Might the venerable playhouse bring this back for a proper run in due course? That seems only fair, given the limited exposure available to two near-definitive Pinter performances from David Thewlis and Daniel Mays, under the watchful eye of the busy Jeremy Herrin. (The same director has come to this fresh from reopening The National Theatre last month with After Life.) More wounding than Pinter's Beckett-steeped text can often seem, Herrin and co. find the baleful comedy in the piece alongside something far darker and more mournful, which is there in Thewlis's ever-anxious gaze and in the mounting desperation of Mays, who is seen to be less waiting for Godot than for some sort of meaning to the random malevolence of his existence.

That brutality is there from the outside in the recitation from the newspaper of various atrocities, as recounted by Ben (Thewlis) to his sidekick Gus (Mays), the two immured in a cell-like room that could well house Hamm and Clov from Endgame. It's not long into the 55-minute play before we discover that Ben and Gus are hitmen who presumably know a thing or two about brutality firsthand and exist in thrall to the unseen figure of Wilson even as they respond to the various requests for food that keep being delivered via the dumb waiter of the title.
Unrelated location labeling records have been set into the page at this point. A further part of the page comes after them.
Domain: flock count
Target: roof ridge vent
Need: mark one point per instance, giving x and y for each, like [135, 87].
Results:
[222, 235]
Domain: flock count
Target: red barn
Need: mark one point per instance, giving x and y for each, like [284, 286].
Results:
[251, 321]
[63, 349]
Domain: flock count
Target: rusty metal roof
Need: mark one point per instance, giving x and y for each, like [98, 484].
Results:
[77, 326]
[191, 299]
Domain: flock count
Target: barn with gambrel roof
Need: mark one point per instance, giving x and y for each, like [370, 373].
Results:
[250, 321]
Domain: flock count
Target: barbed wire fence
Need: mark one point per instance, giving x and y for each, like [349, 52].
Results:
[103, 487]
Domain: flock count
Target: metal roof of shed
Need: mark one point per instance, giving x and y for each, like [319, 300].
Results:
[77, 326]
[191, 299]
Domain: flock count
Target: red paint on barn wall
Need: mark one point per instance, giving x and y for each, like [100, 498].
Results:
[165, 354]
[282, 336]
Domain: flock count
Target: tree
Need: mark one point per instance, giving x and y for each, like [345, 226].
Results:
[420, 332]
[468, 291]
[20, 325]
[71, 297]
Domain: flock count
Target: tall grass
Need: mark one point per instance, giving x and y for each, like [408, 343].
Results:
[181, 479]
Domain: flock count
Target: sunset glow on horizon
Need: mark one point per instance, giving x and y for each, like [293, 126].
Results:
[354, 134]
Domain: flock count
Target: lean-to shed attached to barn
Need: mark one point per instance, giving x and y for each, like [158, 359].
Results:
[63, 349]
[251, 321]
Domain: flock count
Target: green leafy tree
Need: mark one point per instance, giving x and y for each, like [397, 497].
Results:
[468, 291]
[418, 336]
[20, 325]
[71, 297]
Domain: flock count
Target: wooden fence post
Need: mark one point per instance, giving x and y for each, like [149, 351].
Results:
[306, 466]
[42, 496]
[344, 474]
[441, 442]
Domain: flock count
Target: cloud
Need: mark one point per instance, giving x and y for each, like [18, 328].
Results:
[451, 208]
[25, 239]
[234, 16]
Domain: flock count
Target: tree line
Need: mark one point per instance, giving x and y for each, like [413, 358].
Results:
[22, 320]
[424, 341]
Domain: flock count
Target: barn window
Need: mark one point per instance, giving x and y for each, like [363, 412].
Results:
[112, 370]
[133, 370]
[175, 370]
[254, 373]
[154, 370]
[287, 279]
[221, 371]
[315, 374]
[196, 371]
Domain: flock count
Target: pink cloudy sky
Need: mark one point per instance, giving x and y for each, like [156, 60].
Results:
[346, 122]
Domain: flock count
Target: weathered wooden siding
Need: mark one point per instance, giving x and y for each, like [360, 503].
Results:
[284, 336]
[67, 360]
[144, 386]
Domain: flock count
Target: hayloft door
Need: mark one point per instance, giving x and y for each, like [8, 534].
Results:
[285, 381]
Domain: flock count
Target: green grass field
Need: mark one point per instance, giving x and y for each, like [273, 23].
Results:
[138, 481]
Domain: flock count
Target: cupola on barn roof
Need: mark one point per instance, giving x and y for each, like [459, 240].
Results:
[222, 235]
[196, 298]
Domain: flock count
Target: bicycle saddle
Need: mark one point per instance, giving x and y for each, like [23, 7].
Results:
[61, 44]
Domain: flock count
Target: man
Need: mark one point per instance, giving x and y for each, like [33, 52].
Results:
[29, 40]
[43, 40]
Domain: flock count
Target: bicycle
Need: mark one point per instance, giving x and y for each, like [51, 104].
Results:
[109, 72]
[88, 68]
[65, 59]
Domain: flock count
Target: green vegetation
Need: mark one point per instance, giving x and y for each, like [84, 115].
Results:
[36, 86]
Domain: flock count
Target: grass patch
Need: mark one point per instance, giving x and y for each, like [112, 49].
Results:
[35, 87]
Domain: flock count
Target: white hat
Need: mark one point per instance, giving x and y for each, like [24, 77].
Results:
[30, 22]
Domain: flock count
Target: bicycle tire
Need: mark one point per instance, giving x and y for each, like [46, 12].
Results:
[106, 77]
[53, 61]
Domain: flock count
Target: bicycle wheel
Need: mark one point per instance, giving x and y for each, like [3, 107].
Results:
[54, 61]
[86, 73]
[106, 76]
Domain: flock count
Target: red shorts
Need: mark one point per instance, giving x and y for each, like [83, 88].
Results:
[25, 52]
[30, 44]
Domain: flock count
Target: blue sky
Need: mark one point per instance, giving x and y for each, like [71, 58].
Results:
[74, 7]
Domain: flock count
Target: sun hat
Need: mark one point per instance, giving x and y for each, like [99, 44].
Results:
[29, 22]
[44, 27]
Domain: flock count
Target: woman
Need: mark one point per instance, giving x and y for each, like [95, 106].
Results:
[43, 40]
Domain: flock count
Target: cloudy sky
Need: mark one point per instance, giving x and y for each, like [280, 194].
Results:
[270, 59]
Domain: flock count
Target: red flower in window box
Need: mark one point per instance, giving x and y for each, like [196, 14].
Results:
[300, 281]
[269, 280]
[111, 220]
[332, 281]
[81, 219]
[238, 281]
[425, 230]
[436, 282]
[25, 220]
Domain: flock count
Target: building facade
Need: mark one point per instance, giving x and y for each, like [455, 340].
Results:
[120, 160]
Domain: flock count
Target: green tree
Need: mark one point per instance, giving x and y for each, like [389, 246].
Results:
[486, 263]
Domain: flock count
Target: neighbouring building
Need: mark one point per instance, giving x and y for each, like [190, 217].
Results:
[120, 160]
The patter between the characters delights as ever: the semantic difference between "light[ing]" the kettle, for instance or "put[ting] on" the kettle.The roll call of foodstuffs constitutes a set piece all its own, whether that be Eccles cake or milk (both of which have apparently seen better days) or a penchant for the sort of Chinese food surely less common sixty years ago than it would be now.

But what emerges strongly this time round are the heightened stakes for both men. Mays's panicky, boyish-seeming Gus keeps moving towards Ben's bed as if in search of (paternal?) comfort and as often as not sits crouched, ready for action as and when the command comes. (The actor, back onstage for the first time in five years, was a brilliant Aston in The Caretaker at this same address in 2016.) Thewlis, himself far too infrequently seen in the theatre, projects far greater resolve as Ben, even as one is aware of his comparatively stiff-backed demeanour being pushed towards the brink, Ben seen near the end once again flipping through the same newspaper as if on eerie autopilot.

Like so much Pinter, the play works both as a feral study in power dynamics and as a comedy of menace, its vaudevillian aspects this time out always shaded with the forbidding grey of Hyemi Shin's high-walled design. The timing couldn't be better than our present moment to hear Gus described as an "ardent" follower of the footie who is allowed by Herrin's roving camera to be briefly glimpsed offstage and also peering into the shaft of the dumb waiter, as if seeking eludication wherever he can. What remains timeless, though, is the play's forensic investigation of those unnamable terrors that exist just out of reach, to which Pinter gave career-long voice even as his characters struggle to articulate dangers that The Dumb Waiter itself understands all too well.